Just for giggles, let’s compute AVW by “hand” and compare it to the water mass classification so we can compare the two. Note, it is a pretty small lift to just compute AVW, if you ever want to avoid reading it in as a separate product. By default, it uses the visible range of the spectrum (400 - 700 nm), as does the OWT classification. One advatnage of calculating AVW independently is that you can set your own custom range of wavelengths if you are interested in extending the spectrum (e.g. 350 - 710).

# Subset wavelengths
rrs_subset_range = rrs_subset.sel(wavelength=slice(400, 700))

# Compute AVW: sum(Rrs) / sum(Rrs / wavelength)
avw = rrs_subset_range.sum(dim='wavelength') / (rrs_subset_range / rrs_subset_range['wavelength']).sum(dim='wavelength')
# User-defined AVW range
avw_min = 450
avw_max = 600

fig, (ax1, ax2) = plt.subplots(1, 2, figsize=(16, 7), subplot_kw={'projection': ccrs.PlateCarree()})

# --- Class map ---
colors = plt.cm.jet(np.linspace(0, 1, 23))
cmap_classes = ListedColormap(colors)
boundaries = np.arange(1, 25)  # 23 classes → 24 boundaries
norm_classes = BoundaryNorm(boundaries, ncolors=23, clip=True)

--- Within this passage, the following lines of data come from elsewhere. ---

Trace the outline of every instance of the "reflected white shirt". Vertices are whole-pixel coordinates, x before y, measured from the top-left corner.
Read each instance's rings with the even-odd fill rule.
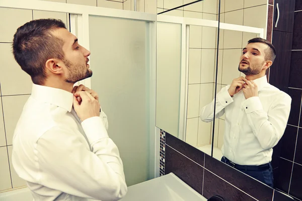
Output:
[[[73,94],[33,85],[13,138],[13,164],[35,200],[116,200],[127,189],[105,113],[80,120]]]
[[[221,151],[239,165],[260,165],[271,161],[272,148],[284,133],[290,111],[289,95],[268,83],[265,76],[254,81],[258,96],[246,99],[241,90],[232,97],[228,85],[200,112],[201,120],[213,121],[215,101],[215,118],[225,114]]]

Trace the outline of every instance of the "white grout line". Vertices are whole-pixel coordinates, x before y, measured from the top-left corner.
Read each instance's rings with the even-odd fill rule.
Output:
[[[214,174],[215,176],[217,176],[217,177],[219,178],[220,179],[223,180],[223,181],[224,181],[225,182],[226,182],[226,183],[229,183],[229,184],[230,184],[231,185],[232,185],[233,187],[235,187],[235,188],[237,188],[238,190],[240,190],[241,191],[243,192],[243,193],[244,193],[245,194],[246,194],[247,195],[249,195],[250,197],[252,197],[252,198],[254,199],[255,200],[257,201],[259,201],[258,199],[256,199],[255,198],[252,197],[251,195],[250,195],[249,194],[248,194],[248,193],[247,193],[246,192],[245,192],[245,191],[244,191],[243,190],[241,190],[241,189],[239,188],[238,187],[235,186],[235,185],[234,185],[233,184],[232,184],[232,183],[230,183],[229,181],[224,180],[224,179],[222,178],[221,177],[220,177],[220,176],[218,176],[217,175],[215,174],[215,173],[212,172],[211,171],[210,171],[210,170],[209,170],[208,169],[206,169],[206,168],[205,168],[204,167],[202,167],[201,165],[200,165],[200,164],[199,164],[198,163],[196,163],[196,162],[195,162],[194,160],[192,160],[191,158],[188,157],[187,156],[184,155],[184,154],[182,154],[181,153],[180,153],[180,152],[179,152],[178,151],[177,151],[177,150],[176,150],[175,149],[173,148],[173,147],[171,147],[171,146],[170,146],[169,145],[168,145],[168,144],[166,144],[166,145],[168,146],[168,147],[169,147],[170,148],[171,148],[171,149],[173,149],[174,150],[175,150],[175,151],[178,152],[179,153],[180,153],[180,154],[182,155],[183,156],[184,156],[184,157],[185,157],[186,158],[188,158],[188,159],[189,159],[190,160],[194,162],[194,163],[195,163],[196,164],[197,164],[197,165],[198,165],[199,166],[200,166],[201,167],[203,167],[205,170],[206,170],[207,171],[208,171],[209,172],[210,172],[210,173],[211,173],[212,174]],[[205,158],[203,159],[203,163],[204,164],[205,163],[205,155],[204,156]],[[203,181],[204,180],[204,177],[203,177],[202,178]]]
[[[273,199],[272,199],[272,201],[274,201],[274,196],[275,195],[275,189],[274,189],[274,191],[273,191]]]
[[[299,88],[288,87],[288,88],[292,88],[292,89],[299,89],[299,90],[302,90],[302,88]]]
[[[299,121],[298,122],[298,127],[300,126],[300,117],[301,117],[301,107],[302,107],[302,97],[301,97],[301,102],[300,103],[300,114],[299,114]],[[296,143],[294,147],[294,152],[293,154],[293,159],[294,161],[294,157],[295,156],[295,152],[297,148],[297,142],[298,141],[298,134],[299,133],[299,128],[297,130],[297,137],[296,137]],[[290,180],[289,180],[289,186],[288,187],[288,194],[289,194],[289,190],[290,190],[290,184],[291,183],[291,178],[292,177],[292,171],[293,170],[293,165],[294,163],[292,163],[292,167],[291,168],[291,174],[290,174]]]

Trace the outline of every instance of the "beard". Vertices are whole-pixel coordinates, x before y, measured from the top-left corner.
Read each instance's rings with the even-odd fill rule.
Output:
[[[240,63],[238,66],[238,70],[243,73],[246,75],[253,75],[258,74],[262,70],[262,67],[265,61],[261,63],[249,64],[249,66],[247,68],[242,67]],[[246,64],[247,65],[247,64]]]
[[[65,82],[74,84],[92,76],[92,71],[87,68],[86,64],[73,63],[68,60],[64,60],[63,61],[69,70],[69,74],[65,80]],[[83,69],[86,70],[84,71]]]

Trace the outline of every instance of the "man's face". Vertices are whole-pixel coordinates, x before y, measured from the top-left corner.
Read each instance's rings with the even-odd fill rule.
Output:
[[[54,34],[64,41],[62,49],[65,59],[63,61],[66,71],[65,81],[74,83],[91,77],[92,71],[87,64],[90,52],[80,45],[77,37],[67,29],[58,29]]]
[[[250,43],[244,48],[240,57],[238,70],[246,75],[260,73],[264,67],[265,53],[268,46],[262,43]]]

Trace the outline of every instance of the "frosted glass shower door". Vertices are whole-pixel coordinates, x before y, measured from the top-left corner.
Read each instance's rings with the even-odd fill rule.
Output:
[[[147,25],[89,17],[91,87],[108,116],[108,134],[119,148],[128,186],[147,180],[152,166]]]

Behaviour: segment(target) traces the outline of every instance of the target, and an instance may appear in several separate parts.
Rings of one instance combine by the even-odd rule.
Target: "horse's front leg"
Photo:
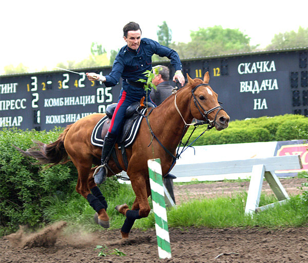
[[[145,179],[141,175],[134,177],[131,176],[130,179],[136,195],[131,210],[129,210],[126,204],[116,207],[116,209],[126,217],[121,230],[122,238],[127,238],[135,220],[146,217],[151,210],[148,200],[150,194],[148,179]]]
[[[73,160],[78,171],[76,191],[88,200],[90,205],[96,211],[94,215],[96,222],[103,228],[108,228],[110,223],[109,217],[106,212],[107,202],[100,189],[94,183],[93,169],[91,169],[91,167],[83,166],[81,163],[74,161]],[[90,162],[89,163],[91,164]]]
[[[109,216],[106,212],[108,204],[101,190],[94,182],[93,174],[95,168],[91,169],[88,177],[88,184],[92,194],[99,200],[101,204],[98,203],[97,206],[94,205],[94,206],[92,206],[91,203],[90,205],[92,206],[94,210],[96,211],[96,213],[94,215],[95,222],[105,228],[108,228],[110,226]],[[97,200],[96,203],[97,203]],[[103,205],[103,206],[101,205]]]

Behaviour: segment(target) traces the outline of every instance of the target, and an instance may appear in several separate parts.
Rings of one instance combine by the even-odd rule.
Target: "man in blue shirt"
[[[140,102],[142,97],[147,95],[144,84],[138,80],[140,78],[146,79],[143,73],[146,70],[152,70],[152,55],[157,54],[161,57],[168,57],[176,70],[173,80],[177,79],[182,86],[185,82],[182,73],[182,64],[175,50],[161,46],[153,40],[142,39],[139,25],[134,22],[130,22],[124,26],[123,34],[123,38],[127,45],[121,48],[117,55],[110,74],[102,76],[94,73],[86,73],[89,80],[102,81],[106,87],[116,86],[120,78],[123,78],[119,102],[104,140],[102,166],[94,174],[94,182],[97,184],[102,184],[106,179],[107,169],[105,165],[108,161],[107,156],[122,128],[126,109],[132,103]],[[150,92],[148,92],[147,99],[151,102],[149,95]]]

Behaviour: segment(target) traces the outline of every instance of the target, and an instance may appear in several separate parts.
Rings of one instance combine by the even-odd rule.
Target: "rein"
[[[149,113],[147,114],[147,116],[145,116],[145,115],[143,116],[143,117],[145,118],[145,119],[146,120],[146,123],[147,123],[147,124],[148,125],[148,126],[149,127],[149,131],[150,131],[151,134],[152,135],[152,139],[151,140],[151,141],[150,142],[150,144],[149,144],[149,145],[148,145],[148,147],[149,147],[150,145],[151,145],[151,144],[152,143],[152,141],[153,141],[153,139],[154,139],[154,138],[155,138],[155,139],[156,139],[156,140],[157,140],[157,141],[158,142],[158,143],[163,148],[163,149],[165,150],[165,151],[166,152],[167,152],[169,155],[170,155],[172,157],[172,164],[171,164],[171,166],[170,167],[170,169],[169,169],[169,171],[167,172],[167,173],[166,174],[166,175],[168,174],[170,172],[170,171],[171,171],[171,170],[173,168],[173,166],[174,166],[174,164],[175,164],[176,160],[180,158],[180,157],[181,156],[181,154],[182,154],[182,153],[185,150],[186,150],[188,147],[192,147],[191,146],[191,145],[194,143],[195,143],[195,141],[196,141],[198,139],[199,139],[199,138],[200,138],[206,131],[209,131],[209,130],[210,130],[211,129],[212,129],[213,128],[214,128],[215,126],[215,124],[216,123],[216,118],[217,117],[217,115],[218,114],[218,113],[219,112],[219,111],[220,111],[221,110],[223,110],[223,108],[221,106],[216,106],[216,107],[215,107],[214,108],[213,108],[212,109],[210,109],[208,111],[206,111],[205,110],[204,110],[204,109],[203,109],[203,108],[202,107],[202,106],[200,104],[200,102],[199,102],[199,100],[197,99],[197,97],[196,97],[196,95],[195,95],[195,91],[196,91],[196,90],[197,90],[197,89],[198,88],[199,88],[199,87],[200,87],[201,86],[209,86],[209,85],[208,84],[205,84],[205,83],[202,83],[201,84],[197,85],[191,90],[191,97],[190,97],[190,99],[191,99],[191,98],[192,97],[194,97],[194,102],[195,103],[195,105],[196,105],[196,107],[197,107],[197,108],[199,110],[199,112],[201,114],[201,116],[202,116],[202,117],[204,119],[205,119],[205,121],[202,121],[202,122],[199,122],[195,123],[187,124],[185,122],[185,119],[184,119],[184,117],[183,117],[182,114],[181,113],[181,112],[180,111],[180,110],[179,109],[179,108],[178,107],[178,106],[177,105],[177,102],[176,102],[176,100],[177,100],[177,90],[175,89],[174,90],[172,90],[172,93],[175,93],[175,106],[176,109],[177,111],[178,111],[178,112],[179,113],[179,114],[180,114],[180,116],[181,116],[181,117],[182,118],[182,119],[183,119],[183,122],[184,122],[184,123],[185,124],[184,127],[184,129],[183,130],[183,132],[182,132],[182,136],[181,136],[181,140],[180,141],[180,143],[179,144],[179,146],[178,146],[178,148],[177,148],[177,151],[176,151],[176,154],[175,155],[174,155],[174,154],[170,151],[169,151],[169,150],[168,150],[163,145],[163,144],[162,144],[162,143],[158,139],[158,138],[156,136],[156,135],[155,135],[155,134],[154,134],[154,132],[153,132],[153,131],[152,130],[152,128],[151,128],[151,126],[150,125],[150,124],[149,124],[148,119],[148,116],[150,115],[150,113],[152,112],[152,110],[153,109],[153,108],[152,108],[152,109],[151,109],[151,110],[150,111]],[[203,112],[200,110],[200,108],[203,111]],[[215,117],[214,118],[214,119],[213,120],[210,120],[208,118],[208,114],[210,114],[211,112],[213,112],[215,110],[218,109],[219,110],[217,111],[217,112],[216,113],[216,114],[215,115]],[[189,145],[187,146],[187,145],[189,143],[189,139],[190,139],[190,137],[191,137],[191,136],[194,134],[195,131],[196,130],[196,129],[197,129],[197,128],[198,127],[199,127],[200,125],[203,125],[204,124],[207,124],[207,127],[206,128],[206,129],[202,133],[201,133],[201,134],[200,135],[199,135],[190,144],[189,144]],[[191,132],[191,133],[190,133],[190,135],[188,137],[188,138],[187,139],[187,140],[186,141],[186,143],[185,144],[183,144],[183,142],[182,142],[182,139],[183,139],[183,138],[184,137],[184,135],[185,135],[185,131],[187,129],[188,129],[188,128],[189,127],[189,126],[190,126],[190,125],[194,125],[194,127],[195,127],[195,128],[194,128],[194,130],[192,130],[192,131]],[[180,153],[179,153],[179,152],[180,151],[180,147],[182,145],[183,145],[183,149],[182,149],[182,151],[181,151],[181,152]],[[192,147],[192,148],[194,148],[194,147]]]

c1 = ax1.pcolormesh(class_map.lon, class_map.lat, class_map,
                    cmap=cmap_classes, norm=norm_classes, shading='auto')
ax1.coastlines()
ax1.set_title('Optical Water Class')
cbar1 = plt.colorbar(c1, ax=ax1, ticks=np.arange(1, 24), fraction=0.035, pad=0.03)
cbar1.set_label('Water Class')
cbar1.ax.invert_yaxis()

# --- AVW map ---
c2 = ax2.pcolormesh(avw.lon, avw.lat, avw,
                    cmap='jet', vmin=avw_min, vmax=avw_max, shading='auto')
ax2.coastlines()
ax2.set_title('Apparent Visible Wavelength (AVW)')
cbar2 = plt.colorbar(c2, ax=ax2, fraction=0.035, pad=0.03)
cbar2.set_label('AVW (nm)')

plt.show()
../../_images/67d36c36c77be7f203817317934a4bb3b040a0db4123dff0877c4ca4229e72d2.png

You can that the maps largely mirror one another, but each have distinct utility. As a quick guide:

  • OWTs give you a more concrete classification of spectral shape across the globe. For example, the R\(_{rs}\) spectra contained in “Class 16” will more precisely resemble one another across multiple water types relative to conditions where “AVW = 550 nm.”

  • AVW is gradational in time/space and has physical units, so it would be more useful, for example, in a time-series analysis where you can say that color is changing by XX nm / year. Given the nature of the AVW calculation as a weighted harmonic mean, a higher/lower shift in AVW values unequivicoally represents a proportional shift in the weighted “color” of the water, regardless of absolute spectral shape.

That’s a wrap!#

There you have it! You are now an OWT + AVW expert. You are now entitled to cut to the front of the line in all ocean color related events. You may raise your chin high and look down from your perch of wisdom to the others who do not possess the power of water mass classification and indexing. Enjoy the rest of your day, majesty.